I think Judas Iscariot was terrified of scarcity. Remember how he resented Mary of Bethany’s offering of expensive perfume to anoint Jesus—how dare she waste that! Judas betrays Jesus for 30 pieces of silver. Judas can’t begin to see the common good and bounty of Jesus’s presence, because he’s so worried about himself.
The scriptures tell us that with God, there will always be enough. Enough for me. Enough for you. Enough to share.
When Jesus gives the prayer that we call The Lord’s Prayer, he includes that phrase, “give us today our daily bread.”
Rowan Williams, the former Archbishop of Canterbury, reflects on this in a meditation where he writes about this phrase:
…At least some people in the early church understood [this phrase from the Lord’s Prayer] it to mean the bread we want for tomorrow or even the bread of tomorrow; “give us today tomorrow’s bread”. . . Give us a foretaste of that great banquet and celebration where the universe is drawn together by Christ in the presence of God the Father. And so … Holy Communion is, at one level, bread for today, it’s very much our daily bread, it’s the food we need to keep going; but it’s also a foretaste of the bread of heaven, a foretaste of enjoying the presence of Jesus in heaven, at his table, at his banquet… (Reflections on the Lord’s Prayer)
Jesus says, “Look to God for the true bread from heaven. Look to God for the bread that comes down and gives life to the world.” And then Jesus says, “I am the bread of life. Whoever comes to me will never be hungry, and whoever believes in me will never be thirsty.”
There are several themes to Maundy Thursday. One has to do with Jesus’s washing of his disciples’ feet. In that we’re not washing each other’s feet this year, that aspect of the day, in some ways, is both emphasized and de-emphasized. But even when we include it, the washing to feet should not be disconnected from the meal that Jesus shares with his disciples, and the sharing of himself.
The way John describes it, the supper is going on, the drama around Judas is beginning to play out, and Jesus is talking with the disciples.
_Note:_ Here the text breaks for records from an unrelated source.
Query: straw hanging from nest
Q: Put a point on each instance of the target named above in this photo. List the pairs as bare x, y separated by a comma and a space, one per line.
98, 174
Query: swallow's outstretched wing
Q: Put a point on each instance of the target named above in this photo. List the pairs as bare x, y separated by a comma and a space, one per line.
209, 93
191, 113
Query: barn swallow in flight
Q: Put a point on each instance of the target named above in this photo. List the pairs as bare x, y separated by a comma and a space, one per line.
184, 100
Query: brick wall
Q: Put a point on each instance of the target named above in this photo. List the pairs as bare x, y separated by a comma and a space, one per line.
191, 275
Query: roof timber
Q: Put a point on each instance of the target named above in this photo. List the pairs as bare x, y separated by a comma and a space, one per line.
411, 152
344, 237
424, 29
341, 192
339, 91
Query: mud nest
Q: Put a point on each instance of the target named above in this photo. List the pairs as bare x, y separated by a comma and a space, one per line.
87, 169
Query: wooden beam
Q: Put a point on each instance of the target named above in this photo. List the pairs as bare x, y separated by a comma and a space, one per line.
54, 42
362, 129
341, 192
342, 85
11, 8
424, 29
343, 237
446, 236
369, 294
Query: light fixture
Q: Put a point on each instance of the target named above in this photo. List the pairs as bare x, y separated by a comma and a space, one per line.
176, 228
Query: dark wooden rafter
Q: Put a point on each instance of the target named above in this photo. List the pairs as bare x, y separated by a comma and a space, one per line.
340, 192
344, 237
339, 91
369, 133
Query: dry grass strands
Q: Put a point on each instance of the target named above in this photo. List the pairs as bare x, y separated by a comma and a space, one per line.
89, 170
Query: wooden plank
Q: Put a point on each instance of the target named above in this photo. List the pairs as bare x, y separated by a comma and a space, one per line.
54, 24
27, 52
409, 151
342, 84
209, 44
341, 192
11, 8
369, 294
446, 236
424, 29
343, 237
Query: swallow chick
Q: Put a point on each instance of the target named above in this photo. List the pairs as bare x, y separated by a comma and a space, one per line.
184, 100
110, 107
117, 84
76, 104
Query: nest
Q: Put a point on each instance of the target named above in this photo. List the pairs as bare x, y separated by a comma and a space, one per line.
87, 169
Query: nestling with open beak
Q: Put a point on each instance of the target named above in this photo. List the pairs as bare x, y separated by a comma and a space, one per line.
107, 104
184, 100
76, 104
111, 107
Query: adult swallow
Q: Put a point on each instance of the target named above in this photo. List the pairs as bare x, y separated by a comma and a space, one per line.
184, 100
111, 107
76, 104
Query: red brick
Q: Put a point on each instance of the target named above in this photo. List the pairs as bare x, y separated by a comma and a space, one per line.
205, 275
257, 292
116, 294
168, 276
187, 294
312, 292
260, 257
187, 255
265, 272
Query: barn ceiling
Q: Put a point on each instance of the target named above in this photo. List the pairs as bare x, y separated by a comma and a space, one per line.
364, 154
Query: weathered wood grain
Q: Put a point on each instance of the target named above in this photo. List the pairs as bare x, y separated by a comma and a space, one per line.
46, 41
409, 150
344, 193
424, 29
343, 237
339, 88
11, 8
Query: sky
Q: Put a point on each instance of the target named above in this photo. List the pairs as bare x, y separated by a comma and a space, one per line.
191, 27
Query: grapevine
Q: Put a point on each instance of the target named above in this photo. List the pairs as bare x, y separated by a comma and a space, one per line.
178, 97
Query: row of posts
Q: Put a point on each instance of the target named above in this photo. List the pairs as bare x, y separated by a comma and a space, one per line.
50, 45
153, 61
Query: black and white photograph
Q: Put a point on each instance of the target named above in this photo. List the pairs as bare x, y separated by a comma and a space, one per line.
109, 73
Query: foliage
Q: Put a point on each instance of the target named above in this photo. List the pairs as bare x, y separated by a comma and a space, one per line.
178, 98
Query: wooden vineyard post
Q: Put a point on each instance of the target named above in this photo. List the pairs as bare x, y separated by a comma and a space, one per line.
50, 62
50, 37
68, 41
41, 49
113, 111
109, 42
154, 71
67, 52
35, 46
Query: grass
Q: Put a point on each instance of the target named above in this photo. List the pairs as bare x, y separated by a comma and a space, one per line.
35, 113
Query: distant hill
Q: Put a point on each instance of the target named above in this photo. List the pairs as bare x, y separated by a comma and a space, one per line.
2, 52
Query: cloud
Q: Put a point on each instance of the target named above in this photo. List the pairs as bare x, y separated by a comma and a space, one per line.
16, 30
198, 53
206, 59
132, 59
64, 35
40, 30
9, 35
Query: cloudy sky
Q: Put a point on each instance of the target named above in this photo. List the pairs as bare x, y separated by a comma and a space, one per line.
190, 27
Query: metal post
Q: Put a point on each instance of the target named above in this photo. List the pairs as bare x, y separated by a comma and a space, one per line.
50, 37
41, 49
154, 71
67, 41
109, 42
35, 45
Jesus interrupts the meal, it seems like, in order to wash the disciples’ feet, and then comes back to the table. He and continues talking, sharing, and encouraging. The bread of service, the bread of Jesus’s Body and Blood, and the Bread of Heaven are the same—broken, shared, and enjoyed. Like the story of the feeding of the thousands, the miracle of multiplication begins in the Last Supper, as the disciples eat, but stop short of becoming full. They know that Jesus is not finished with them yet. That God is not finished with them yet.
Last year, during Holy Week, we went without sharing the Body of Christ in Holy Communion. This year, many of us break bread together but are still painfully aware of those who join us spiritually—those at home, and those who have died over the last year. We have been hungry this year—too many in our community and the world have literally hungered for good. Too many continue to hunger for justice and fairness and decency among all people—in Minneapolis and in Manhattan. Many hunger for peace. Many hunger for healing.
As we eat, we receive what might seem like just a very little. But it is a foretaste, a promise from him who fills us with all that we need.
During Communion, the choir will sing words of St. Thomas Aquinas set to music by Olivier Messiaen.
O sacred banquet! in which Christ is received, the memory of his Passion is renewed, the mind is filled with grace, and a pledge of future glory to us is given. Alleluia.
A pledge of future glory. The Eucharist, the Lord’s Supper, the Holy Communion—by whatever name we know it in our hearts—is food for the journey and a promise that there will always be more, for our journey with Christ through this life, and our journey with him through death and into eternal life.
Thanks be to God for this feast—which, even when spare, is more than enough.